School board votes to close 3 Pasadena schools amid shrinking enrollment, financial difficulties

PASADENA, Calif. (KABC) -- Hundreds of parents and students were outraged after the Pasadena Unified School District Board voted to close three schools in the district, citing shrinking enrollment rates and financial difficulties.

The school board reached the decision at a Thursday evening meeting, effectively shutting down Roosevelt, Jefferson, and Franklin elementary schools.

Like the other schools, Roosevelt is a neighborhood school that parents don't want to see closed. It's also the only school in the district that was specifically built to accommodate children with special needs.

"They are sacrificing the children from Roosevelt. Roosevelt was built for special needs children. Where (are) they gonna be? Where (are) they gonna go?" parent Elita Sir said as she fought back tears.

Students from the three affected schools will be directed to other campuses. Children who attend Roosevelt Elementary will be directed to Madison Elementary, Jefferson Elementary students will be directed to Longfellow Elementary and Franklin Elementary students would be sent to Altadena Elementary.

"The schools that are on this list, whether they are closed or not, are not on this list because they are bad places to be. Because they are not," said school board president, Lawrence Torres.

The district says it has been facing several ongoing challenges that have made it difficult to stay afloat. It outlined those challenges in the following written statement, which reads in part:

"Our schools face an ongoing challenge. Lower birth rates and rising housing costs mean that the number of school-aged children living in Pasadena, Altadena, and Sierra Madre continues to drop. This impacts student enrollment in PUSD and has contributed to the decrease in the amount of funding that our schools receive from the state and federal government."
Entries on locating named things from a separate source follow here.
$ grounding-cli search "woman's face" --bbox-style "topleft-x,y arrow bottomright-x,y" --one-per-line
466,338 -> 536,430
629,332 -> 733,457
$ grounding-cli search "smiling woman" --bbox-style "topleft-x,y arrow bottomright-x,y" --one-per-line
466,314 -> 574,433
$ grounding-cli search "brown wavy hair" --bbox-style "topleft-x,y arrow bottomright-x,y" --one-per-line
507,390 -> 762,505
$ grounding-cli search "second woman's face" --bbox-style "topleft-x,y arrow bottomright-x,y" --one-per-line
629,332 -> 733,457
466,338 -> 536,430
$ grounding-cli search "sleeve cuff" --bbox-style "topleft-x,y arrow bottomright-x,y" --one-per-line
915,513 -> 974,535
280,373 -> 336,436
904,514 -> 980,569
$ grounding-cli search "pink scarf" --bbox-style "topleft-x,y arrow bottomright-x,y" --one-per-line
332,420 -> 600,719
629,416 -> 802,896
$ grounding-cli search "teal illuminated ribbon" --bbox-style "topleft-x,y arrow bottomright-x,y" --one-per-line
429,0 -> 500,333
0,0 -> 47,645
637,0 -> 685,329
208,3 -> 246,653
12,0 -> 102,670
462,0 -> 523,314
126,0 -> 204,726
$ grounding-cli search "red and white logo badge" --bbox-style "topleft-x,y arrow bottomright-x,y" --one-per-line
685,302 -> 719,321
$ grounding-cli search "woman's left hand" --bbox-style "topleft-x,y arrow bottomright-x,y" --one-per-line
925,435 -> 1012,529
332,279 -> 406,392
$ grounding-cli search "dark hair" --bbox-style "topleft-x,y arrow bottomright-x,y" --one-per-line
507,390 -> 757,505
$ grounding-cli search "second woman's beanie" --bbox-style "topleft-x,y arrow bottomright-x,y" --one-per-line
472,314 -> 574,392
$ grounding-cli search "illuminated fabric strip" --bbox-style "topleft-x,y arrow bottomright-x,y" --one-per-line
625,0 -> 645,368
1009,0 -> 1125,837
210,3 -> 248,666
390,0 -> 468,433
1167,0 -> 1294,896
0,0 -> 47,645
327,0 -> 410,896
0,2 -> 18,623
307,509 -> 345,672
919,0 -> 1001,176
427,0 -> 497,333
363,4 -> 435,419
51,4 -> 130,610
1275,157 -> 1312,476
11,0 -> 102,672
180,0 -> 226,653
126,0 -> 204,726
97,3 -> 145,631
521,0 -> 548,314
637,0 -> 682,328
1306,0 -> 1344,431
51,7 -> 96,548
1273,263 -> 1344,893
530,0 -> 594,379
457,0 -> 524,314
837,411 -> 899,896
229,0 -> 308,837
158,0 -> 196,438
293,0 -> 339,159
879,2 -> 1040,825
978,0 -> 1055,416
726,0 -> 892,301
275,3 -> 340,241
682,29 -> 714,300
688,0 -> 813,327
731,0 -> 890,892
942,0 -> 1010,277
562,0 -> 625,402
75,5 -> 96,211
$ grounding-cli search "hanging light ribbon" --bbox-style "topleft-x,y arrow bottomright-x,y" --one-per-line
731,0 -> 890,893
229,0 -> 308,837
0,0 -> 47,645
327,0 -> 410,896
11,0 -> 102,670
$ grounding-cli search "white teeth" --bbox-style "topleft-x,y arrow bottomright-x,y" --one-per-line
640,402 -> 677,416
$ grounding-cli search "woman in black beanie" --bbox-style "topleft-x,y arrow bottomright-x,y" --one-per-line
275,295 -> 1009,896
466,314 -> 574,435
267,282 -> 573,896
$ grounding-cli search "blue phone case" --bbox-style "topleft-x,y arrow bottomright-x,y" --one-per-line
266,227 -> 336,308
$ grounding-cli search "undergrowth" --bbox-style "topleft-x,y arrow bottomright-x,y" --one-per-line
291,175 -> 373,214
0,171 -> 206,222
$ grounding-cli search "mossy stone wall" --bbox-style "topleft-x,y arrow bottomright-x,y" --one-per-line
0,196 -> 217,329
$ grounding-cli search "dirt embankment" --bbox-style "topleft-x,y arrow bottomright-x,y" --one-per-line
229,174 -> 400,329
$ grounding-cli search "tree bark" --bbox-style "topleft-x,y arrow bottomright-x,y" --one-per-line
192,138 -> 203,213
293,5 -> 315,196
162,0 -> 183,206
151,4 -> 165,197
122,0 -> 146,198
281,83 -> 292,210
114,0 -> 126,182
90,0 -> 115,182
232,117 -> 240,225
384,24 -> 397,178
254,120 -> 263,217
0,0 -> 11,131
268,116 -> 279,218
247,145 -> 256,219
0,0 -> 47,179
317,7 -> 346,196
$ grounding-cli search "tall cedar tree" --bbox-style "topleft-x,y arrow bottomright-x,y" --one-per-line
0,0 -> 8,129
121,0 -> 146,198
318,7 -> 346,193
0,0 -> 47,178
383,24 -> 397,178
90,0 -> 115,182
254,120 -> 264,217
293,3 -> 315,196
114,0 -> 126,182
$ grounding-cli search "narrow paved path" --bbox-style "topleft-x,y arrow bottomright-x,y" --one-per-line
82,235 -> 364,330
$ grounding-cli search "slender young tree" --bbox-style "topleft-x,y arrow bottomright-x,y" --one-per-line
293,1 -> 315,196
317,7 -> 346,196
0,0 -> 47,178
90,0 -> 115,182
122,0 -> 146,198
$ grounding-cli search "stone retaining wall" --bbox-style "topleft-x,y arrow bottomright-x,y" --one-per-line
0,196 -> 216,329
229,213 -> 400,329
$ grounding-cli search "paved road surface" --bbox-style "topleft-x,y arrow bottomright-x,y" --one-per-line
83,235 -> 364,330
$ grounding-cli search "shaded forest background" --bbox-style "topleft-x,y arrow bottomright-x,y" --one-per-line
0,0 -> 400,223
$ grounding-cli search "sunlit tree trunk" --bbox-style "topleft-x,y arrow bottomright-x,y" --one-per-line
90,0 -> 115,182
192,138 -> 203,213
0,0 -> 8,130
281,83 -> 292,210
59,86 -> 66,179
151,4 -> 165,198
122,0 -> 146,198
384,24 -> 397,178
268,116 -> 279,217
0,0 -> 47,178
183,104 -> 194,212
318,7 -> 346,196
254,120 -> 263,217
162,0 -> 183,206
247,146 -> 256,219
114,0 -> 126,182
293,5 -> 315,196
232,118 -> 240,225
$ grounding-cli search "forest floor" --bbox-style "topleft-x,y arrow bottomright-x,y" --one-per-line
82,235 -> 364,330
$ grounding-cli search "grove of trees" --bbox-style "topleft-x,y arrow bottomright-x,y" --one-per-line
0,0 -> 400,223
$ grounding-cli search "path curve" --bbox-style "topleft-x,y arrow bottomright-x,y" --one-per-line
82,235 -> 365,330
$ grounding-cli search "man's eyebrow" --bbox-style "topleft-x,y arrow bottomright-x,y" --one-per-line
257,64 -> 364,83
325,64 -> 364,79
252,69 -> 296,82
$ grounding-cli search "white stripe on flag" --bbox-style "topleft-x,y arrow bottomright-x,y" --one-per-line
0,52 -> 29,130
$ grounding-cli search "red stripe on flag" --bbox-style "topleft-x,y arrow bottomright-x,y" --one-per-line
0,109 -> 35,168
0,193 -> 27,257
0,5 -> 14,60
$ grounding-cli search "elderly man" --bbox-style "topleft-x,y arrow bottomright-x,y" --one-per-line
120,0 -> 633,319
Those claims are supported by statistics from the California Department of Education. Between 2013 and 2017, student enrollment in PUSD dropped an average of 270 students, according to the department. In the past two years, the average decline was around 400 students.

With 27 campuses for some 16,000 students, the district says its resources are running thin.

"We're going to see a lot of families pull their kids out of PUSD and that's really going to decline enrollment. Because it feels like there's no stability in the district," teacher A. Tejada said.

The school board will start looking into the possibility of consolidating middle and high schools next month.